The reason that the way we compute F1 score is not actually computing the distance between tow illegel shapes! We are just sampling points. thus, pointclouds has the highest capacity or say freedom to approximate target shape without getting too much constrainted.
And for voxels fileds, it is hard to form a leagel voxel fileds to represent shape at first place, and to compute f1 score, we need to convert it to meshes then sampling points. Too much pipeline can reduce the performance, making the optimization hard.
representation | voxel | point | mesh |
---|---|---|---|
F1 score \@ 0.05 | 40.07 => 54.672 | 90.924 => 94.510 | 89.639 => 93.158 |
I want to set a new, simple metrics to reveal the bias of the model, which is that the model is doing some average of the shape in the train dataset.

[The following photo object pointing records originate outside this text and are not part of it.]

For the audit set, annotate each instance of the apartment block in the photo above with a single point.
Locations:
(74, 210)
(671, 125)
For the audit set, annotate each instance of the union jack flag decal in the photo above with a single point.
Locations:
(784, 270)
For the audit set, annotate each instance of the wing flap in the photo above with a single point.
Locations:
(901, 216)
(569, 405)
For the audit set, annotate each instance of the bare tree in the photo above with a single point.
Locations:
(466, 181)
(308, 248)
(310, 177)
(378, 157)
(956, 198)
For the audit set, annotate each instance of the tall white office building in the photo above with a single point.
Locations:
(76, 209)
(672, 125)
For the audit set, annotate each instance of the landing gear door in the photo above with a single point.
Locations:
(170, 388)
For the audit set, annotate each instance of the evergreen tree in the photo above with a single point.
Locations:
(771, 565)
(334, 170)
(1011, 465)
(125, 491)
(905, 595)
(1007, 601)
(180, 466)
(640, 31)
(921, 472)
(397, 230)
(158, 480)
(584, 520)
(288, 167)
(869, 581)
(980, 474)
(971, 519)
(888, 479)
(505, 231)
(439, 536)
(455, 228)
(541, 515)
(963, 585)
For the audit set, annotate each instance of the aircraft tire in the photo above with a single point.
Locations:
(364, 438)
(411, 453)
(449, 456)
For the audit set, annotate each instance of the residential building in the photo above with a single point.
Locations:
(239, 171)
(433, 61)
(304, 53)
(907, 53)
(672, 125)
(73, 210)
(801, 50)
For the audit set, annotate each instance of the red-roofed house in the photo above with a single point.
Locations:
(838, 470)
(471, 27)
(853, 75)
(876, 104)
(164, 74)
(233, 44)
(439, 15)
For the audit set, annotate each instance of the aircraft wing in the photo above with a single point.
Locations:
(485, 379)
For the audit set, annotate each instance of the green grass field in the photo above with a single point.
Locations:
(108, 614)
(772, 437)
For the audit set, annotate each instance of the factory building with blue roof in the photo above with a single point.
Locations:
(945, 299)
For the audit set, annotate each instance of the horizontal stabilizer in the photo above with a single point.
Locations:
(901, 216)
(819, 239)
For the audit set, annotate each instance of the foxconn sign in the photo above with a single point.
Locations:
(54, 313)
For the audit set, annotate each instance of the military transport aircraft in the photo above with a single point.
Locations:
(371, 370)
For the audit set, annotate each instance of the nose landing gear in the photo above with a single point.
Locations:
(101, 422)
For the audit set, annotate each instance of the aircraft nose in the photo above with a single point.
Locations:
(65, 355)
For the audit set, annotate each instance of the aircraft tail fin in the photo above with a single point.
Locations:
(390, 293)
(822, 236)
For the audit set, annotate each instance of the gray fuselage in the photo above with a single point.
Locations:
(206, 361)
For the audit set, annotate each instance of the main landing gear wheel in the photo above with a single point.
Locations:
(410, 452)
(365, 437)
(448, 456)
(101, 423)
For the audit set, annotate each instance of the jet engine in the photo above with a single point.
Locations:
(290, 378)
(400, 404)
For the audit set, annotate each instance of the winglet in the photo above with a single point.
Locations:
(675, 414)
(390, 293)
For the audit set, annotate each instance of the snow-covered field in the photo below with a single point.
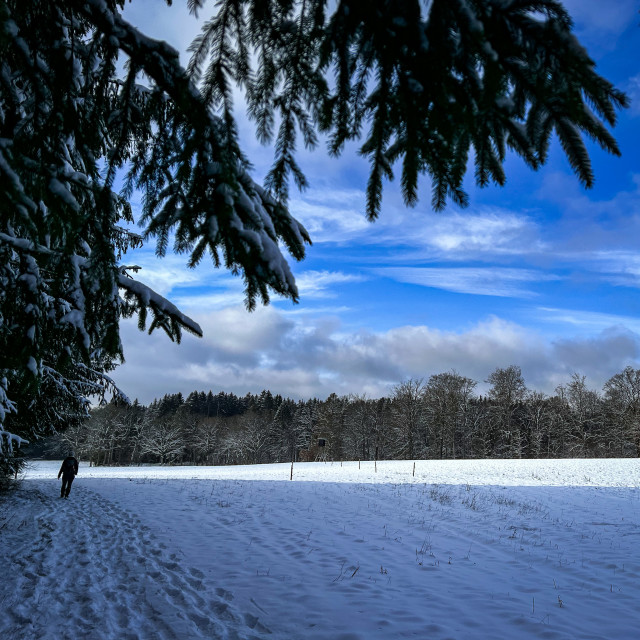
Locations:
(462, 549)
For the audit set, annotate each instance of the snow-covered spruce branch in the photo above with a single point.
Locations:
(214, 203)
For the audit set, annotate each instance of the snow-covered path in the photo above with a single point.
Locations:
(86, 568)
(495, 549)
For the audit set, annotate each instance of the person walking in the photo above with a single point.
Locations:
(68, 471)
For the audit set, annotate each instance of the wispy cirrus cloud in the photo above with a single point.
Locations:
(485, 281)
(314, 357)
(323, 284)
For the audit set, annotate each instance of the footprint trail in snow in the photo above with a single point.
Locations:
(98, 568)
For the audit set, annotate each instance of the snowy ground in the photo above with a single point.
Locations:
(463, 549)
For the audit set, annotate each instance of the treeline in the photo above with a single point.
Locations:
(438, 418)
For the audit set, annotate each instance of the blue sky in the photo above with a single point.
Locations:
(540, 273)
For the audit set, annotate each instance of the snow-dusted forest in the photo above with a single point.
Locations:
(439, 418)
(467, 549)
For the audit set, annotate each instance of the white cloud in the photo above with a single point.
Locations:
(589, 320)
(323, 284)
(335, 215)
(267, 349)
(484, 281)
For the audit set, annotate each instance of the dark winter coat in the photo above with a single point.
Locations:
(69, 468)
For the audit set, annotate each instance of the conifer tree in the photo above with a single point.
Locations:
(421, 84)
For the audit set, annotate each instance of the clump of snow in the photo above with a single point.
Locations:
(451, 549)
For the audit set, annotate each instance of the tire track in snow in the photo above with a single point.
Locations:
(97, 567)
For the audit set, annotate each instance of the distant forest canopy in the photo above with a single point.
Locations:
(438, 418)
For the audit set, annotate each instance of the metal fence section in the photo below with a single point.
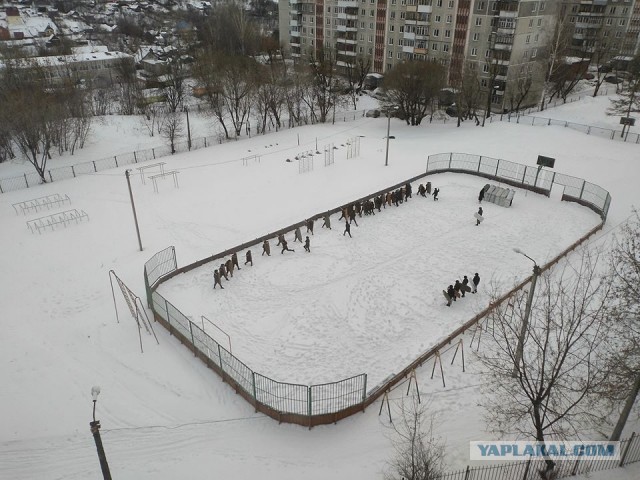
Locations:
(534, 120)
(303, 404)
(525, 176)
(32, 179)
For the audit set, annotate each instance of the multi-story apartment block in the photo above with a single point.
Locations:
(602, 24)
(506, 42)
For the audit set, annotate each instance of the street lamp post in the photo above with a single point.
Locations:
(386, 157)
(133, 207)
(527, 312)
(95, 430)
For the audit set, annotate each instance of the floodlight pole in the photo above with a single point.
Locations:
(95, 430)
(527, 312)
(133, 207)
(386, 157)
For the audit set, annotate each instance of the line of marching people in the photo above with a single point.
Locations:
(458, 289)
(349, 214)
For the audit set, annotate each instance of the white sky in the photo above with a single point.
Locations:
(367, 304)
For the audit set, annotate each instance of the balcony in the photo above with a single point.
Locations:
(508, 14)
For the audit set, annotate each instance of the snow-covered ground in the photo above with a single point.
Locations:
(369, 303)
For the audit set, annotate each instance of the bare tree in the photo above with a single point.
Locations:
(623, 383)
(411, 87)
(356, 70)
(561, 366)
(418, 454)
(172, 128)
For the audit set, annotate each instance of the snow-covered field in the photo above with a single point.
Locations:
(367, 304)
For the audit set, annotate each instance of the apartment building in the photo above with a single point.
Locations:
(609, 24)
(507, 42)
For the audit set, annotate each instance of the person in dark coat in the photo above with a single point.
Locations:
(234, 259)
(229, 265)
(347, 229)
(286, 247)
(223, 272)
(475, 281)
(457, 288)
(452, 294)
(326, 221)
(216, 280)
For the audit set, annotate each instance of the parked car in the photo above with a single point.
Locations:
(612, 79)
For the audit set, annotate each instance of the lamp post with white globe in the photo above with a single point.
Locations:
(95, 430)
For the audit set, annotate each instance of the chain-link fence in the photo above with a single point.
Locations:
(526, 176)
(32, 179)
(529, 470)
(304, 402)
(534, 120)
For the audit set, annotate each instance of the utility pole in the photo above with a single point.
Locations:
(133, 207)
(186, 109)
(527, 311)
(386, 157)
(95, 430)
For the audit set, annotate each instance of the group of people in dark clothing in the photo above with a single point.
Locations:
(458, 289)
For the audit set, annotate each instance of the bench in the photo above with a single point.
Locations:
(153, 165)
(173, 173)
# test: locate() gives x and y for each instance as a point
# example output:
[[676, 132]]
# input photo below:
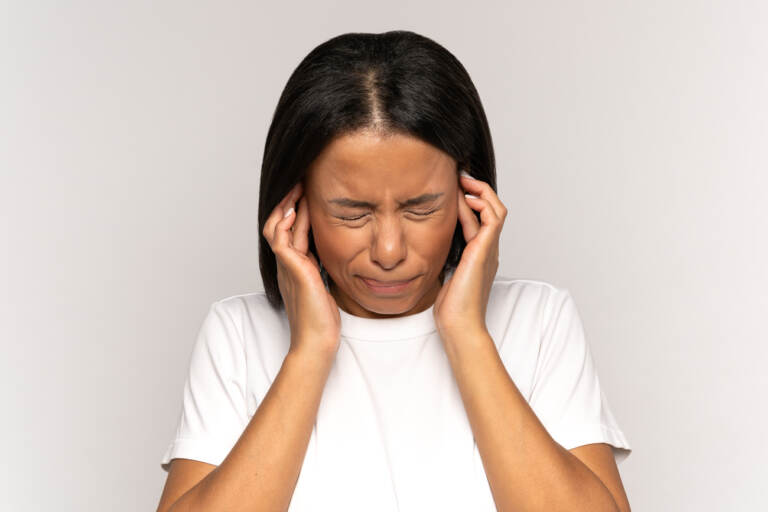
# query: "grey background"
[[632, 155]]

Maybe average is not good description, but interpolation the shapes of similar images.
In other worlds, the model does not has the capacity to directly regress the shape of target objects. So it just average the shape of similar images in the train set.
So I will compute the F1 score of the model on the shape generated by two different images.

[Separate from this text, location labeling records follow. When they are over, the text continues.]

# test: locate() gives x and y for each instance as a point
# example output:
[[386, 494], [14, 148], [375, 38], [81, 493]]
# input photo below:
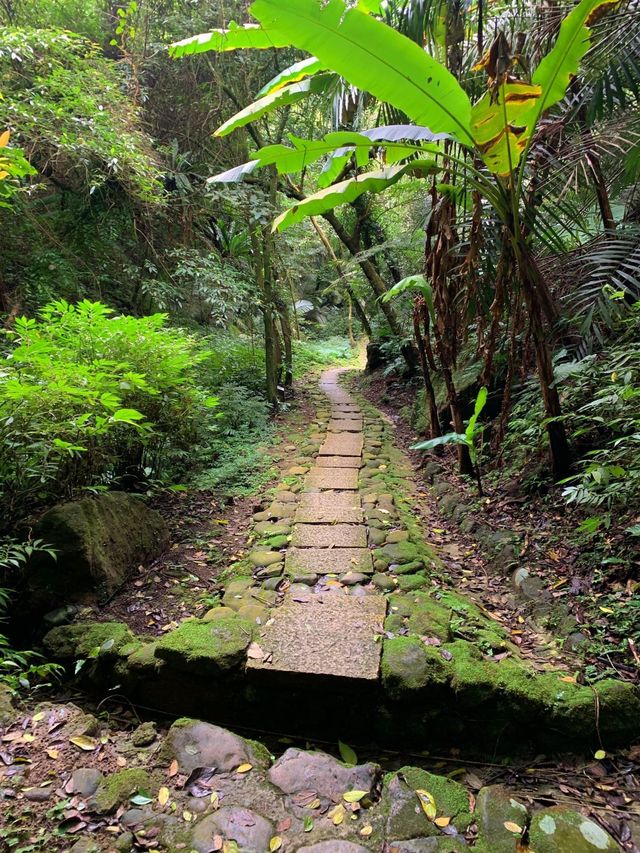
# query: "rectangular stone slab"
[[325, 501], [328, 515], [328, 561], [329, 536], [332, 478], [328, 634], [342, 444], [338, 462], [345, 426]]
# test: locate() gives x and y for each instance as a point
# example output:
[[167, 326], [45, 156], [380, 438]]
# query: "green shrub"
[[87, 399]]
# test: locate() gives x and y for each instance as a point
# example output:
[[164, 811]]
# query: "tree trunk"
[[558, 444], [434, 420]]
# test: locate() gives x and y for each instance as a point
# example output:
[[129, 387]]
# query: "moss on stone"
[[82, 639], [206, 647], [118, 787], [409, 667]]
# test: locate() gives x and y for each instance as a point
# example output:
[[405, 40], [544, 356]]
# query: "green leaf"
[[347, 754], [373, 57], [235, 38], [561, 64], [284, 97], [351, 189], [449, 438], [293, 74], [127, 415]]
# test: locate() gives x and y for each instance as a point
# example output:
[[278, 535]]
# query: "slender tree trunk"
[[558, 444], [434, 420]]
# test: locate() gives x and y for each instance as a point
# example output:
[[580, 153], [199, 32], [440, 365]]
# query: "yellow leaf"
[[354, 796], [428, 804], [83, 742], [337, 814]]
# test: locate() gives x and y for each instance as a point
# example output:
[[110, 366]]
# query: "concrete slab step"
[[317, 634], [332, 478], [328, 561], [329, 536]]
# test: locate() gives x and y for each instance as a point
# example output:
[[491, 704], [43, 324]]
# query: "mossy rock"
[[405, 817], [206, 648], [495, 806], [82, 639], [562, 830], [408, 667], [99, 541], [117, 788]]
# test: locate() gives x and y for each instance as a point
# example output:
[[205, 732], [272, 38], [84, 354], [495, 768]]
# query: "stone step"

I sample 600 pairs of images in the validation set, the get the shape predictions of the two images from the model, then test the F1 score between the two images, then average.
representation | voxel | point | mesh | GroundTruth mesh |
---|---|---|---|---|
F1 score \@ 0.05 | 53.745 | 78.169 | 76.574 | 51.502 |
So, we can conclude from the metrics that, the point cloud and mesh predictor is kind of overfitting the training data!